Coming Home to the Comfort Food Café

Home > Other > Coming Home to the Comfort Food Café > Page 27
Coming Home to the Comfort Food Café Page 27

by Debbie Johnson


  The snow has turned to grey, sleety rain, and I can hear it slapping away on the windows, as though it’s a monster trying to batter its way in. I’m lying in bed, listening to it, trying to persuade myself to drift off to sleep, when someone thumps on the door. I ignore it – it’s probably a drunk person, and I’m in no state to deal with a drunk person.

  I clench my eyes shut, as though that will somehow stop me from hearing, as the thumping comes again. I continue to ignore it, and hear swearing as well.

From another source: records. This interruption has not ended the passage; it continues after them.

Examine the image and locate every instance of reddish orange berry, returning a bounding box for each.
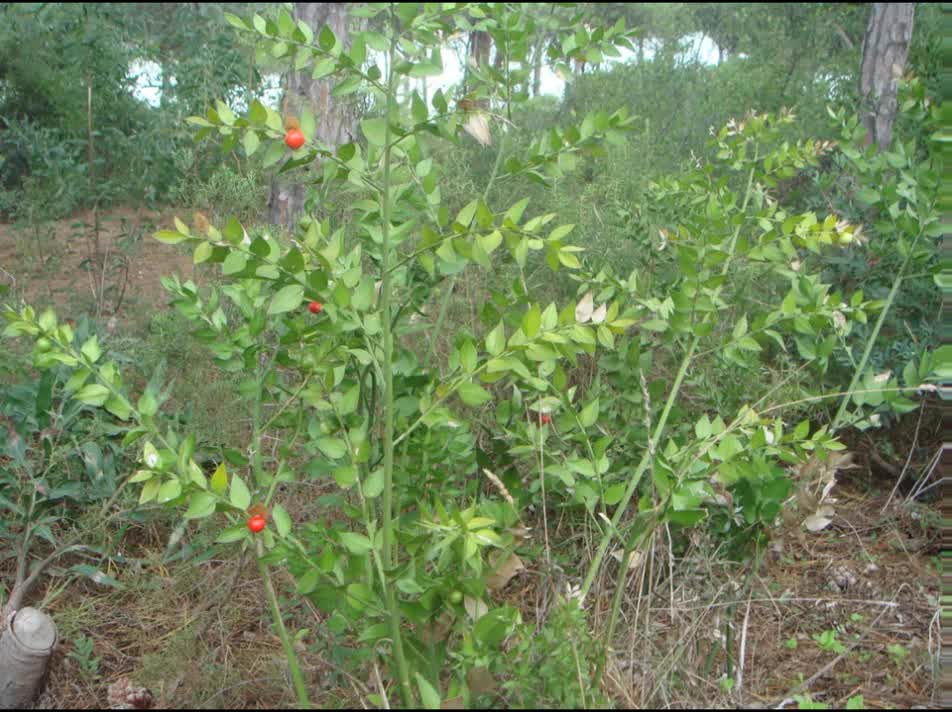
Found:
[284,129,304,151]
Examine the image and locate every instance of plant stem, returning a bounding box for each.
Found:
[380,12,414,707]
[579,161,758,600]
[255,538,311,709]
[830,230,922,433]
[423,131,506,363]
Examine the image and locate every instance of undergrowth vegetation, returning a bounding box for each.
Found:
[0,4,948,709]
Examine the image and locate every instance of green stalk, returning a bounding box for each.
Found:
[423,129,506,364]
[255,539,311,709]
[579,161,757,600]
[380,13,414,707]
[830,230,922,433]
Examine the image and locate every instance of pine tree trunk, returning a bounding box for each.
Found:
[270,2,356,230]
[860,2,916,149]
[0,608,56,710]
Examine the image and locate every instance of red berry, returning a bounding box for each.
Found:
[284,129,304,151]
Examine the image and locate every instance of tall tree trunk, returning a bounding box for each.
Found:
[464,30,493,109]
[270,2,356,230]
[860,2,916,149]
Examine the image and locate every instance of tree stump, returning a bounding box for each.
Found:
[0,608,56,709]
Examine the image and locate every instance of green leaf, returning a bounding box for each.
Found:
[261,141,285,168]
[454,200,479,227]
[215,524,245,544]
[156,479,182,504]
[459,339,478,373]
[192,242,214,265]
[242,131,261,156]
[360,119,387,146]
[522,304,542,339]
[155,230,189,245]
[486,321,506,356]
[602,484,625,507]
[185,492,215,519]
[416,673,440,710]
[268,284,304,314]
[221,252,248,275]
[734,314,747,340]
[459,383,492,406]
[139,477,162,504]
[340,532,374,556]
[80,334,102,363]
[364,468,384,499]
[271,504,291,537]
[211,461,228,495]
[317,438,347,460]
[578,398,598,428]
[228,475,251,511]
[334,465,357,489]
[75,383,110,407]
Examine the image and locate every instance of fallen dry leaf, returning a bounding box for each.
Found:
[486,551,526,591]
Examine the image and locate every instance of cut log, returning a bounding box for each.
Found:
[0,608,56,710]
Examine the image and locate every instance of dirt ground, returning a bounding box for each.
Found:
[0,208,195,325]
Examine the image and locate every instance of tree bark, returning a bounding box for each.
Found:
[0,608,56,709]
[269,2,356,231]
[860,2,916,149]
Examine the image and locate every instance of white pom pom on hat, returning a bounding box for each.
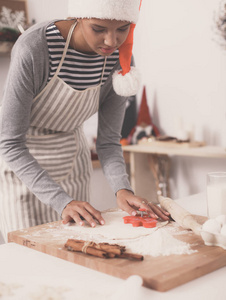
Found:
[68,0,142,97]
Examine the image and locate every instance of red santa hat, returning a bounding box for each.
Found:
[68,0,142,97]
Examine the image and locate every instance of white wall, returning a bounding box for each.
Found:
[134,0,226,198]
[0,0,226,203]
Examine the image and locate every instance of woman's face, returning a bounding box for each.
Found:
[74,19,130,56]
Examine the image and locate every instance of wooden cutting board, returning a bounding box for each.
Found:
[8,221,226,291]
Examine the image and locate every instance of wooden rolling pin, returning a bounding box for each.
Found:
[158,196,202,235]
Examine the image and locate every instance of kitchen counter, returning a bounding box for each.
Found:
[0,193,226,300]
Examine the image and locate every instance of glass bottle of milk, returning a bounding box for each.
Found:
[207,172,226,218]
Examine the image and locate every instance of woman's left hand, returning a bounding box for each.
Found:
[117,190,170,221]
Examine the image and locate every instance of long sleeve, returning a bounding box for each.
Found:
[0,22,73,214]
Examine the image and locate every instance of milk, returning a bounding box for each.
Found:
[207,183,226,218]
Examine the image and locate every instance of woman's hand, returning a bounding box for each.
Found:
[117,190,170,221]
[62,200,105,227]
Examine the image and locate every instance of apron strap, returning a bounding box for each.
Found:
[55,20,77,76]
[100,56,107,85]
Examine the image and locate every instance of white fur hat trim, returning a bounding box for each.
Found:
[112,67,140,97]
[68,0,140,24]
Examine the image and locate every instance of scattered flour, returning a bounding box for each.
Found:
[21,209,197,257]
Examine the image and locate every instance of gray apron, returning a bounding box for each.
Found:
[0,23,106,240]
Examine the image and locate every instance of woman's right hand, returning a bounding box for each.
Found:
[62,200,105,227]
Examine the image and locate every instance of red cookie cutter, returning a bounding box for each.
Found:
[123,209,157,228]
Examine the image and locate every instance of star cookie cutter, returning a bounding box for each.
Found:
[123,208,157,228]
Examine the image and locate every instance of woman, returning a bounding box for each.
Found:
[0,0,168,239]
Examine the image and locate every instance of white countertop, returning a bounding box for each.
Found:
[0,193,226,300]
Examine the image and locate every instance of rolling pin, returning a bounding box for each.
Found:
[158,196,202,235]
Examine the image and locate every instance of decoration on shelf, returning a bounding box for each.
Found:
[214,0,226,49]
[121,87,160,145]
[0,6,26,30]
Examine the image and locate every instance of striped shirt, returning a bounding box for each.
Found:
[46,23,119,90]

Then the sound of a car door opening and slamming again, and some commotion across the road. Drunk people, like I thought.

  A few minutes later, the drunk person seems to have somehow found a key to my flat, and I sit up in alarm as I hear the door scraping open. I jump to my feet, ready to rock, and grab up a hefty hardback copy of the Oxford English Dictionary to protect myself with – words can definitely be mightier than the sword.

  I have it lifted in the air and ready to swing when the door opens, and Cal walks in. He takes one look at me – at the dictionary, at the aggressive stance, at the expression on my face – and immediately backs up, holding his hands in front of him in surrender.

  “Hey! It’s just me … take it easy, Zoe …”

  I let out a big puff of air, and lower my arm. Part of me would still quite like to whack him across the head with a dictionary, but I don’t. I put it down on the bed, and arrange my face into something more neutral. Something less damaged.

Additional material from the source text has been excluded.